Es steht den Pensionskassen frei, mehr Geld als nach den Regeln des Gesetzes verlangt, an­zu­spa­ren. Sie sind also in der Lage, durch höhere Beiträge mehr für die Versicherten anzusparen.

Das Gesetz ist denn auch sehr beschränkt und hat in der Praxis relativ geringen Einfluss auf die tat­säch­lich bezahlten Renten. So wird nur ein Teil des Lohnes überhaupt berücksichtigt. Ausserdem werden Beiträge, die vor Inkrafttreten des BVG – am 1.1.1985 – einbezahlt wurden, für die theo­re­ti­schen Mi­ni­mal­ren­ten komplett ignoriert. Das Gesetz ignoriert auch, was die Versicherten freiwillig einzahlen oder was bei einer Scheidung ihrem Konto gutgeschrieben wird.

Ein ganz erheblicher Teil des Alterskapitals eines bei einer Pensionskasse Versicherten, besteht in der Praxis aus sogenanntem „überobligatorischem“ Kapital.

Dieser Bereich wird als sogenannte „weitergehende Vorsorge“ bezeichnet. Die Regeln zur Be­rech­nung der Renten im BVG gelten dafür nicht. Die Pensions­kassen können in ihren Reglementen da­für auch Regeln aufstellen, die dem Ge­setz sogar wider­sprechen. Das tun sie nun auch und wen­den nun Umwand­lungs­sätze an, die niedriger sind, als was im Gesetz gefordert wird.

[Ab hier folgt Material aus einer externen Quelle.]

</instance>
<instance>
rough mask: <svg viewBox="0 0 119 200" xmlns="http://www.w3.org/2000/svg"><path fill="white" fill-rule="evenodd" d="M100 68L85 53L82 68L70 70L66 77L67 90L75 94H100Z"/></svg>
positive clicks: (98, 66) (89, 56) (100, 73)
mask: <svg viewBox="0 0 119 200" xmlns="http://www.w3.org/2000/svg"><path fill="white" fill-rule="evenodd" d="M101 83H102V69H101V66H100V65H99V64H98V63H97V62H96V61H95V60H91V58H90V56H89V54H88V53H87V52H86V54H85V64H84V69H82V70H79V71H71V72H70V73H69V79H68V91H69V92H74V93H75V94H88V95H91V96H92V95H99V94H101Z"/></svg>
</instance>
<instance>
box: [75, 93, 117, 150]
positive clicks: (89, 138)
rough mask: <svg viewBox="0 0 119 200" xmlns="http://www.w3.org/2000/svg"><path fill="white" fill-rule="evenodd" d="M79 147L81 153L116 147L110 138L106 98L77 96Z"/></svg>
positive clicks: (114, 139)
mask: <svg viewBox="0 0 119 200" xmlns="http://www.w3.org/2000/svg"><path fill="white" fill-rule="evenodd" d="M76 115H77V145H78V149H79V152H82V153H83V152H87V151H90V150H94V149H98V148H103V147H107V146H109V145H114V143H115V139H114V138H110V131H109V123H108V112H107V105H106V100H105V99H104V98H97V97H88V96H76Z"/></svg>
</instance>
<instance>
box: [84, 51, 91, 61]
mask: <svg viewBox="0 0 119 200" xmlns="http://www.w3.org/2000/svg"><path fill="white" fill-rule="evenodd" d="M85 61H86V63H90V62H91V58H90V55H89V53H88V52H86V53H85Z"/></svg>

Gemäss dem Bundesgericht ist das gesetzeskonform, solange die resultierende Rente höher ist, als was das Gesetz fordert. Da vom Gesetz her nur ein Teil des angesparten Kapitals überhaupt be­rück­sich­tigt werden muss, ist es den Pensions­kassen möglich, einen Um­wand­lungs­satz an­zu­wen­den, der tiefer ist, als der im Gesetz verlangte. Dies ist erlaubt, weil der gesetzliche Um­wand­lungs­satz nur auf einen Teil des Pensionskassen­kapitals angewendet werden muss. Es wird eine Ver­gleichs­rech­nung – das sogenannte Anrechnungs- oder Ver­gleichs­prinzip – angestellt. Ist die nach dem Reglement der Pensions­kasse berechnete Rente höher, als die nach dem Gesetz be­rech­nete, erhält der Ver­sich­erte (oder seine Hinter­blie­benen) die nach dem Reglement berechnete Rente.

Dieses Prinzip ist auch der Grund dafür, warum unsere Mütter, die bei der Scheidung kein Pen­si­ons­kas­sen­ka­pi­tal erhalten haben, nur noch eine Minimal­rente bekommen, wenn der Ex-Mann stirbt. Weil die Pensionskassen dort nur das in der Praxis kaum relevante, ob­li­ga­to­rische Kapital nach BVG berück­sich­tigen müssen – was zu will­kürlichen, un­ge­rech­ten, und über­raschend kleinen Ren­ten führt (siehe „Rentenfalle nach dem Tod des Exmannes„).

Betroffen von diesem Prinzip sind in der Praxis auch die Invaliden­renten und die Kinder­renten. Das Gesetz regelt auch für diese – und generell für die Hinter­las­senen­renten (Witwen/Witwerrenten, Waisenrenten) – herzlich wenig.

Mit der Zustimmung zur Senkung dieses gesetzlichen, theoretischen, in der Praxis wenig relevanten Umwandlungs­satzes, geben wir also in erster Linie den Pensions­kassen einen noch grösseren Frei­raum, im Einzelfall drastisch kleine Minimalrenten zu bezahlen.

Die Dringlichkeit, mit der die Pensions­kassen hier eine weitere Senkung des gesetzlichen Rahmens fordern, ist auf jeden Fall nicht nachzuvoll­ziehen. Es wäre auch zu begrüssen, wenn die Pen­si­o­ns­kas­sen damit aufhören würden, so zu tun, als ob der gesetzliche Mindest­umwandlungssatz über­haupt mass­gebend wäre.

Das „Feigenblatt BVG“ ist nun gefallen. Das dürfte nun auch dem Otto Normal­bürger auf­ge­fallen sein. Jetzt wo seine Pensionskasse schon heute einen tieferen Um­wand­lungs­satz an­wen­det, als was im Gesetz festgelegt ist. Die Erklärungen der Pensions­kassen, warum der gesetzliche Umwand­lungs­satz nach BVG nun dringend rasch gesenkt werden müsse, sind auf jeden Fall äusserst dürf­tig.